Self Learning Helicopters

Researchers at Stanford University in Palo Alto, California have developed an artificial intelligence system that enables helicopters to learn aerial tricks by watching other helicopters perform the stunts first. Their helicopters were able to replicate complex five minute routines as originally flown by radio controlled helicopters operated by veteran air show competitor Garrett Oku and other expert pilots. The Stanford helicopters average out slight differences between different runs of the same routine to determine the ideal trajectory being sought by the operator to perform that routine.

Professor Andrew Ng and his team placed their software and instrumentation in off the shelf radio controlled model helicopters supported by additional systems on the ground. The helicopters carry instruments like accelerometers to monitor position, gyroscopes to monitor rotational orientation, and magnetometers that use the Earth’s magnetic field to determine direction. The full suite of instrumentation on the helicopter and on the ground measure many other variables including location, velocity, acceleration, and spin.

The current helicopters are about four feet long, but larger helicopters capable of carrying all of their support instrumentation on board may be viable in the future. Such helicopters would not be limited in range by the need for constant communications with the ground or by the need for ground-based cameras to provide positional information, both limitations of the current systems.

A helicopter is an unstable system requiring constant input and small corrections to maintain a smooth flight path. This makes them especially challenging for autonomous control. Early attempts at writing software to control a helicopter was able to control simple maneuvers but failed at more complex flight patterns. The artificial intelligence helicopter was able to successfully complete around a dozen tricks, most much more complex than systems using software attempting to provide specific instructions for individual maneuvers.

The Stanford group realized that even defining what it means to fly well was difficult but eventually settled on a benchmark that required replicating the flights of expert radio control pilots performing at air shows. This gave the researchers specific goals and flight patterns to perform and analyze as well as a fairly quantitative way to measure their success or failure.

Eventually, researchers hope these artificial helicopters will be able to search for land mines in former war zones and to monitor the progress of wildfires and other natural disasters that don’t easily permit human observation.
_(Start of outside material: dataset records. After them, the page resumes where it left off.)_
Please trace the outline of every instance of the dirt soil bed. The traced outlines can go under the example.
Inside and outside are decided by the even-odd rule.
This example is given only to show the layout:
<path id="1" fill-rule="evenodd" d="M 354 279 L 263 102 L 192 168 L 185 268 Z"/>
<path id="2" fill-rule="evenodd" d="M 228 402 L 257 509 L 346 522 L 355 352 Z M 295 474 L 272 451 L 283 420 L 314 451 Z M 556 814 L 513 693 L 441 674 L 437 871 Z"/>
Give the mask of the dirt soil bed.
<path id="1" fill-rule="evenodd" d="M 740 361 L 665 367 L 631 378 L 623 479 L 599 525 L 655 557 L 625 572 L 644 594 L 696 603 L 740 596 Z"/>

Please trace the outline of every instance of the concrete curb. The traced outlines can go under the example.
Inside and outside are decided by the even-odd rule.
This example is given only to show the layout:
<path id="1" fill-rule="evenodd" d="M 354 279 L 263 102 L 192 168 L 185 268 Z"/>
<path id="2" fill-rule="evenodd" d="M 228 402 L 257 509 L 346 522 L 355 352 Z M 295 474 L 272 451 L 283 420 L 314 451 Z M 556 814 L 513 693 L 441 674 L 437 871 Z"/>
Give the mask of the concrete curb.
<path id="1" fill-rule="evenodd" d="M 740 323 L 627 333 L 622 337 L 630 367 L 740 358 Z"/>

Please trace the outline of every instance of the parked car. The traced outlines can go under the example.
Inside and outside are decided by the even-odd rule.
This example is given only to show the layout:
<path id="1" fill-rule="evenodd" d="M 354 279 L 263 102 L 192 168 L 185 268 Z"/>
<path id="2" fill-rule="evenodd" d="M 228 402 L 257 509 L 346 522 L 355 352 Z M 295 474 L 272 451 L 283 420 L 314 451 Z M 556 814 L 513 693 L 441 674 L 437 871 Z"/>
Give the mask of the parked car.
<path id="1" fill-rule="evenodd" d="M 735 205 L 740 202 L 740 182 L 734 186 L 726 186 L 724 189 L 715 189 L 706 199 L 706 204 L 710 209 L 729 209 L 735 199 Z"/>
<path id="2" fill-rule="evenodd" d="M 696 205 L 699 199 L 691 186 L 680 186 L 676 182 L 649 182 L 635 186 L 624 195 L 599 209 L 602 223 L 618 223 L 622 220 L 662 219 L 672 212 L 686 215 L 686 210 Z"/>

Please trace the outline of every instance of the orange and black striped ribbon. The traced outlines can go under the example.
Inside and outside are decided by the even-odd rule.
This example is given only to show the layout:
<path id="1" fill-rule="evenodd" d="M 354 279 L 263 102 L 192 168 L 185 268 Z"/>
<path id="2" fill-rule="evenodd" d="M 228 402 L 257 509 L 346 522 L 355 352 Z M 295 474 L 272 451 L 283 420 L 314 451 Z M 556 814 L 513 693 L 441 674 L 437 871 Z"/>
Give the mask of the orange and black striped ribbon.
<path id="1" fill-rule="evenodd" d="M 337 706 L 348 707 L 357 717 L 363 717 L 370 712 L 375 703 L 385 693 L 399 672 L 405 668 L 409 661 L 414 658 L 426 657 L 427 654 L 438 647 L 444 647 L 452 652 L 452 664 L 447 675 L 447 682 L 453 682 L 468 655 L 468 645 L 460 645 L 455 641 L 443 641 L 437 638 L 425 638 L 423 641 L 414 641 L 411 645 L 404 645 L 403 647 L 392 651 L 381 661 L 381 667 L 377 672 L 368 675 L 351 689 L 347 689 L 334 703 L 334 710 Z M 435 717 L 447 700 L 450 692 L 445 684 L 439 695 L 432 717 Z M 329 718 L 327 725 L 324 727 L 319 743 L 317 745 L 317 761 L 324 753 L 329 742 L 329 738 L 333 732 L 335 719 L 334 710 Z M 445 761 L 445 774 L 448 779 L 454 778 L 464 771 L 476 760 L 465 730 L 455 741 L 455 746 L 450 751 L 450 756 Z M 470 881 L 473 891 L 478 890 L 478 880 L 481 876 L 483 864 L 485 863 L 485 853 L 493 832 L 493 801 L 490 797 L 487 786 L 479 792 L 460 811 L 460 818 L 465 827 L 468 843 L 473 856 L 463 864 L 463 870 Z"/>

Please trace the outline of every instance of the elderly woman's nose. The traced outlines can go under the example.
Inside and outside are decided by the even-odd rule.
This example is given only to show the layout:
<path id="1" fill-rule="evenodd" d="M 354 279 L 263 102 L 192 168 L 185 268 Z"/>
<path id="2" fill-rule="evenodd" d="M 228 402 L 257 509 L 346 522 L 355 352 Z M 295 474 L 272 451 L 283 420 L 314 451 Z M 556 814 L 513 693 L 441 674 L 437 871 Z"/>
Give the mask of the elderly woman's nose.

Stanford’s helicopters are not yet up to those tasks, but may be the first step in creating autonomous helicopters than can perform specific tasks in dangerous terrain.

TFOT has reported on other innovative helicopters and autonomous flight vehicles, including DARPA’s helioplane that combines traditional elements of helicopters and fixed wing aircraft, an unmanned aerial vehicle powered by electrical power cables but also capable of flying without direct contact to the cable, the Gen H-4 personal helicopter, and the platform-style individual lifting vehicle where the pilot stands on a platform on top of the rotors.

Read more about these helicopters in the Stanford University press release found here.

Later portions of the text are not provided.